Ben Bridwell – Band of Horses
Everyone has their eye on Band of Horses at the moment. As the summer progresses, Ben Bridwell and company will retreat to the studio in North Carolina to record the follow-up to Everything All the Time. The buzz around them is so thick you can’t swat it away with a frying pan. So, I was excited that my first chance to see them live would be at The Scala, a 600-ish capacity former grindhouse cinema situated a couple blocks from King’s Cross station heading towards fashionable East London. Unfortunately, not many others in attendance felt the same excitement.

I will never understand why you would bother showing up at a gig to blather away with your friends. Larger venues can usually suck up crowd noise to a certain extent, but with the so-so acoustics and small size of The Scala, the constant chatter was amplified. And it definitely seemed to affect the band. Besides being unbelievably disrespectful, it belies what the experience of going to a gig should be about. Live music isn’t merely performance – it’s an exchange of energy between the fans on the floor and the band on the stage. It shouldn’t be simply passive observation.


Ben Bridwell – Band of Horses
Despite the crowd, the set started out promising. There was a real sense of aggression and a distinct Southern rock passion layered beneath the melodic distortion and the high trill of Bridwell’s haunting voice. “Great Salt Lake” was powerful, like a swift uppercut. “Funeral,” predictably, got a decent response, as if to say, “Oh my god, we know this song!” The band played the hell out of it despite the audience belting out the words, often incorrectly. The song’s tension was brought to a breaking point before the lovely final crash.

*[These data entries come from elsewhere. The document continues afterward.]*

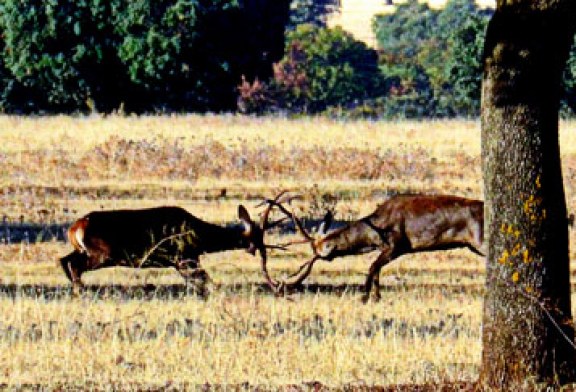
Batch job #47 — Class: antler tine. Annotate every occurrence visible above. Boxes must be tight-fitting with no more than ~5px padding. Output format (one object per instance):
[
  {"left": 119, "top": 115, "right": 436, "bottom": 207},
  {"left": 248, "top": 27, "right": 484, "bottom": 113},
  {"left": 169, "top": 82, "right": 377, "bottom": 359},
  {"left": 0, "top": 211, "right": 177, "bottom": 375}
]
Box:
[
  {"left": 258, "top": 189, "right": 288, "bottom": 230},
  {"left": 268, "top": 200, "right": 314, "bottom": 242}
]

Sadly, a few songs in, Band of Horses lost the fire. To the eye, they were quite stoic and static, though Bridwell’s vocals kept some of the emotional charge. But, unfortunately it wasn’t enough. They played most of Everything All the Time, along with new material and a Ron Wood cover (“Act Together”), but many of the songs were cut short. For example, “Wicked Gil” seemed sawed in half. The set was rushed, barely clocking in at an hour including the encore. Which is a shame because what I love about Everything All the Time is its warm sense of expanse. Their music needs time to breathe so its subtle changes and building rifts can truly be appreciated.


Ben Bridwell – Band of Horses
Perhaps they were just trying to cram as many songs in as possible. Unavoidable London curfews create an environment where promoters and venues often are forced to confine live music between happy hour and last orders at the pub. Yet Band of Horses left the stage a good half an hour before curfew, and most venues will let you sneak in an extra fifteen minutes beyond that.

This gig seemed to be over before it really began. That being said, I am not deterred from seeing Band of Horses again. I remain a fan of their music. Hell, we all have our off nights. There were clearly other factors at play. Much of the crowd was obviously there because they read somewhere that Band of Horses is going to be BIG BIG BIG. They went to be seen and to say they went not because they had any genuine interest in the music. It’s unfortunately not an uncommon experience in the Big Smoke. A fair number of the gigs in this town are filled with the beer swilling, the talkative and the tragically fashionable. And they don’t take kindly to being told to shut up. Oh, to be young and jaded. Perhaps the gentlemen standing around me grumbling about football or the teenagers giggling and texting their friends would have had some interesting opinions about that. I would have asked them except, oh yeah, I was at a gig.